Bu ayetlerde vurgulanan hakikat hepimizin imtihanı olduğundan kuşkunuz olmasın…Söylenen her sözün niçin neden durup dururken bize sorulduğunu idrak etmeden hemen dalıyoruz üstün bilgi yüklü, (!) şeytanın hipodrom olarak kullanmayı çok istediği, o dağarcığımızdan konuşmaya…Ondan dolayıdır ki toplumsal yaşamımızın her katmanında herkes her şeyi bilen, mutlak danışılması gereken kanaat önderi gibi kendisini görüyor. İnsan olduğumuzu fark etsek te her an imtihan olabileceğimizi düşünsek, acaba bu kadar boşlukta mütekebbirlik edasıyla yaşar mıyız?

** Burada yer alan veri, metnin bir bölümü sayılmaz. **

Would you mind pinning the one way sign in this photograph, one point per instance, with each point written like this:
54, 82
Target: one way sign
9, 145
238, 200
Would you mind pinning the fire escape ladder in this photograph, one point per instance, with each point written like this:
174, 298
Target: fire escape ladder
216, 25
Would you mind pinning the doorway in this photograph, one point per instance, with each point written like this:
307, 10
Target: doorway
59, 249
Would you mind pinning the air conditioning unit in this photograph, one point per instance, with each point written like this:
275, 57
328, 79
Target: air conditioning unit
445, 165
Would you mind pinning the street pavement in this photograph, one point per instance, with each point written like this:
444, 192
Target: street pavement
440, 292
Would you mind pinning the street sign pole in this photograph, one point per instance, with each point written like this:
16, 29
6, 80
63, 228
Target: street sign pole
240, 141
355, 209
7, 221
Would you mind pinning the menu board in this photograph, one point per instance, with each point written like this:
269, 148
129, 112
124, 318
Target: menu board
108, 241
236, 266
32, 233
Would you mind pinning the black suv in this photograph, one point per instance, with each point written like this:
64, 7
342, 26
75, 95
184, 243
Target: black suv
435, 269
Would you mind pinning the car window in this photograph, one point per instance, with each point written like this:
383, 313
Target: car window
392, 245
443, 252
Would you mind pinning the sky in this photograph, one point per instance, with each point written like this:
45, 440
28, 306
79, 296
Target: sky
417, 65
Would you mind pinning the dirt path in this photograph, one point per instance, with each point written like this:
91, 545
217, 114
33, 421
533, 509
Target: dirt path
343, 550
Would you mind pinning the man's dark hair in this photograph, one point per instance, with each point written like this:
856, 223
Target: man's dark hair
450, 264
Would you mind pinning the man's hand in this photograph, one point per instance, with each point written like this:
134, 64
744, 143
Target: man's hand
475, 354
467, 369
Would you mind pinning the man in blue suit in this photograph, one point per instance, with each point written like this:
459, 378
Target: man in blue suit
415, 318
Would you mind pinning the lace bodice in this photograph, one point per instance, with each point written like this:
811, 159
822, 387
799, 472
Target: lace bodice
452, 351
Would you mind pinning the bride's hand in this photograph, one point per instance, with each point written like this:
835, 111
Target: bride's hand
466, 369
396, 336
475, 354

İnsan çok garip bir varlık, nasıl olduğuna neden yaşadığına nereye gideceğine, sonuçta ne olacağını düşünmeden hesapsızca yaşamayı kendisine hedef edinmiş olarak yaşamını sürdürür, âmâ bir aksilikle karşılaştığında da hemen gideceği yer aklına gelir ve onun en fanatik dillendireni olup çıkar.” Allah ölümü ve hayatı hanginizin daha iyi amel işlediğini görmek için yarattığı halde bizler kötü amelleri yapmada yarış halindeyiz. Böylesi bir ortamda bizler kendi hayatlarımız hakkında nereden nereye geldiği ve nereye gittiğini sorgulamazsak son nokta konulduğu zaman nasıl defterimizin kapandığının da hesabını yapamadan el aleme rüsvay olabiliriz; çünkü defterimiz umuma ait bir defter olacağı için herkesin okuma şansı olabilir. Yani açık defteri herkes okuyabilir bir sakıncası olmaz. Şimdi soruyorum, kendimizi ve zaaflarımızı korumak ve alenen ortaya dökmemek için bu kadar hassas davranan, insan denen bu varlığın kendi hesabıyla ilgili hiçbir hesap yapmadan sınır tanımayan bir ihtiras ve hırsla yaşamasını anlayabiliyor muyuz?

Çöldeki develerin harase dikenini yedikçe ağzı kanıyor kanadıkça hoşuna gidiyor ve daha fazla yemeye başlıyor, en sonunda kendi kanını içerek kan kaybından öleceğini bilmediği için kendi sonunu hazırladığı gibi biz insanlarda hırsımızın kurbanı olarak yaşarken aslında sona doğru kendi kanımızı tükettiğimizin farkında değiliz. Ondan olsa gerek bu hırs insanlığımızı elimizden aldı bizleri bir deve dikeni gibi görenin uzaklaştığı bir nesneye dönüştürdü. Son yıllara baktığımızda kendi toplumsal yaşam ortamımızda bunları açık seçik görebiliyoruz. Corona denen kimyasal ve biyolojik virüsle amaçlanan da kendi hırslarını doyuramayanların başkalarının yaşamlarına son vererek onların faydalanacağı imkanları onlardan almaktan başka bir anlam taşımıyordu. Büyük oranda da bu alanda amaçlarına ulaşmış görünüyorlar; yani bütün bir insanlık başlarına gelen olumsuzlukların doğal yaşamın bir sonucu olduğuna ikna olmuş durumda. Bu zorunlu ve çaresiz kabullenmişlik, bu oyunu kuranların hırslarını da zirveye taşıdığı biliniyor. Oysa Hırslarının kurbanı olan bu Küresel mikroplar kendi kanlarıyla beslendiklerini ve bir gün o kanlarının biteceğini bilseler belki şartlar değişir, âmâ nafile çünkü onlar kendi kanlarını içerek yok olacaklar…Bu hırs sadece onlarda yok, herkes kendi çapı oranında hırsla yaşamını sürdürüyor. Bu hırsların hepsi insanlığın başının belası olduğu bilinmelidir.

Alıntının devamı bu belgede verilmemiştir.